Can YÜCEL 1973 yılında evliliğe bakışını şu sözlerle anlatır:
“Evlilik , inanmadığım halde içerisinde 17 seneyi bitirdiğim bir kurum benim için.
17 senede ( abartmıyorum ) 40 çift arkadaşımın son verdiği kurum aynı zamanda da…
Evliliğimin bu kadar uzun sürmesinin gizi belki de kuruma inanmamaktan geçiyor.
Evliliği toplumun dayattığı şekilde yaşamamaktan…
Nedir bu dayatmalar?
Erkeğin muhakkak kadından yaşça büyük olması, eğitim seviyesinin erkeğin lehine ya da en azından eşit olması bunların sadece ikisi… Olmaz, yürümez diyor toplum…
Erkek yaşça büyük olmalı ki, kadına ‘höt’ dediğinde oturmalı kadın…
Ya da yumuşatıyorlar; efendim kadın erkekten önce çöktüğü için (hani doğum falan) küçük olmalıymış yaşı…
Eğitimde de böyle… Kadının çok okumuşu bilmiş olurmuş, evde kalmakmış layığı!
Eşim benden 2 yaş büyük; ne ‘höt’ dememe gerek kaldı 17 senede, ne de benden önce çöktü…
Yıllar içinde ben yaşlandıkça o gençleşti.
“Ooo Can Bey kapmışsınız çıtırı” esprilerine muhatap dahi oldum.
Eşim 3 üniversite bitirdi; ben bi taneyi 9 senede bitirdim…

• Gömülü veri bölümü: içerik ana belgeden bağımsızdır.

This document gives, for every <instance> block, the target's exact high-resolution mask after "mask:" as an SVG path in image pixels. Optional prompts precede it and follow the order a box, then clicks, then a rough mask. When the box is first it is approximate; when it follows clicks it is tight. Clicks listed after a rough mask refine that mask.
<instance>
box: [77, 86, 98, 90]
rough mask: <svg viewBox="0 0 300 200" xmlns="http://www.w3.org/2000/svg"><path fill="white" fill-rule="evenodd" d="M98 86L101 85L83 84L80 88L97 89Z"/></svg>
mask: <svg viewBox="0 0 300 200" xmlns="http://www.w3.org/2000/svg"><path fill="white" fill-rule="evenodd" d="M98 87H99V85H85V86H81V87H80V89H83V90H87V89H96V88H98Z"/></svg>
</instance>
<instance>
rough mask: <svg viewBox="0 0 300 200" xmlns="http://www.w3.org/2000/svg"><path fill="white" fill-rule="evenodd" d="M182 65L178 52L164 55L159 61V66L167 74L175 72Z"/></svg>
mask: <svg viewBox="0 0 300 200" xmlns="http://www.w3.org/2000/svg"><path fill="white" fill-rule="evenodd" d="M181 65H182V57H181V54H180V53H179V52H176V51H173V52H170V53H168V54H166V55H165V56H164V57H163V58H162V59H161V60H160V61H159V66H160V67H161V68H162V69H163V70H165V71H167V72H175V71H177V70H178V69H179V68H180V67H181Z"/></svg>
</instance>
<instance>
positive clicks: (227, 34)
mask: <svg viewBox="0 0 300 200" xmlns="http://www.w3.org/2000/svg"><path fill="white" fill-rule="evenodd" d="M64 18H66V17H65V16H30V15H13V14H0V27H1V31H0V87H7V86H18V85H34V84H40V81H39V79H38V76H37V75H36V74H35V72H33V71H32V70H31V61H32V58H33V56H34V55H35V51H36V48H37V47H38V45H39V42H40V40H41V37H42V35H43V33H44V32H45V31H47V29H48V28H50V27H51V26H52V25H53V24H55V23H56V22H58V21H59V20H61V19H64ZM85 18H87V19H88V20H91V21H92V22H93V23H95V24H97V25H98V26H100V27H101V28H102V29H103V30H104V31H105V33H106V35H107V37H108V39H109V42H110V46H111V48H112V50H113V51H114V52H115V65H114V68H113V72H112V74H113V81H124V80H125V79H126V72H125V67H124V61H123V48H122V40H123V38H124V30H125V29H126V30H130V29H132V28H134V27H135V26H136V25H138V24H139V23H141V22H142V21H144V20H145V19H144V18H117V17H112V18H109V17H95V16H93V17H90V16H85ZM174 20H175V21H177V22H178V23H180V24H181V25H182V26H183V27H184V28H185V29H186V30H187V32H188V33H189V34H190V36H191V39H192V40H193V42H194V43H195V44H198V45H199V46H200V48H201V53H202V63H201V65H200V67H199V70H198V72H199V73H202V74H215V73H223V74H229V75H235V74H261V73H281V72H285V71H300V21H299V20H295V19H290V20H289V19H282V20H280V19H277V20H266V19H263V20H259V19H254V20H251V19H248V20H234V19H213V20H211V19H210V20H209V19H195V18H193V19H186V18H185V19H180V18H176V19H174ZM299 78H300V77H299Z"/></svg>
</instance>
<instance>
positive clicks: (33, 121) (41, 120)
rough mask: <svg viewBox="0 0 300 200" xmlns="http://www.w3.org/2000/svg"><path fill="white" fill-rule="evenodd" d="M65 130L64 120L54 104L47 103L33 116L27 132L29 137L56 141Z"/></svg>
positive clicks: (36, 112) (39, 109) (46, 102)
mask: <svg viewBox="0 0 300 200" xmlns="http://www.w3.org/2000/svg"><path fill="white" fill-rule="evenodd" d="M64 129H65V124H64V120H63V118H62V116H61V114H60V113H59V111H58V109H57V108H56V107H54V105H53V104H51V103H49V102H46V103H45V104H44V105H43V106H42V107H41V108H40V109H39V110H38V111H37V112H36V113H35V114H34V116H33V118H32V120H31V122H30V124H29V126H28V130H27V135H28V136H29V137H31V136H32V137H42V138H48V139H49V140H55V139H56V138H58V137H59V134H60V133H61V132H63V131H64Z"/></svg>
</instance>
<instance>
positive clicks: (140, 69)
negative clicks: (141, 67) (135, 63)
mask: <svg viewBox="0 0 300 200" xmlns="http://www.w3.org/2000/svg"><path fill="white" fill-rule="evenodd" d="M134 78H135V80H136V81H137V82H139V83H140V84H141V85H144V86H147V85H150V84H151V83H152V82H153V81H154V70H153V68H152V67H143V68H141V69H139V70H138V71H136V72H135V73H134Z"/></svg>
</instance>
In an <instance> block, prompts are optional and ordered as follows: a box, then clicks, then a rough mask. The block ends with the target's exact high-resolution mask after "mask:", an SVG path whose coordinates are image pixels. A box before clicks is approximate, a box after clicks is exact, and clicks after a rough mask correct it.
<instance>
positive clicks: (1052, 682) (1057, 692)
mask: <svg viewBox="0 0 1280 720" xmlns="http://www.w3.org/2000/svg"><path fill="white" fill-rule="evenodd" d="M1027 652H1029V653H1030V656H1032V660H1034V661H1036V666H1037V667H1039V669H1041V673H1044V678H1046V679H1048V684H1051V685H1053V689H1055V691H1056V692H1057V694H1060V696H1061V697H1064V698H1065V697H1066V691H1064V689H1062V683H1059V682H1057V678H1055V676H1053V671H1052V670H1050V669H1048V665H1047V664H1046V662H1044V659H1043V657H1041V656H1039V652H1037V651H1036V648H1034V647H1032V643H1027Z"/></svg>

Ne o bana bilmişlik tasladı, ne ben ona ezik baktım…”
sebepsiz sevmektir aşk,
nedeni olmadan bağlanmak birine.
Gözlerine baktığında erimektir içten içe,
Can Yücel
Işıklar içinde uyu Üstadım. Sen zaten Tabuları tabutlara koymakta da çok ustasın.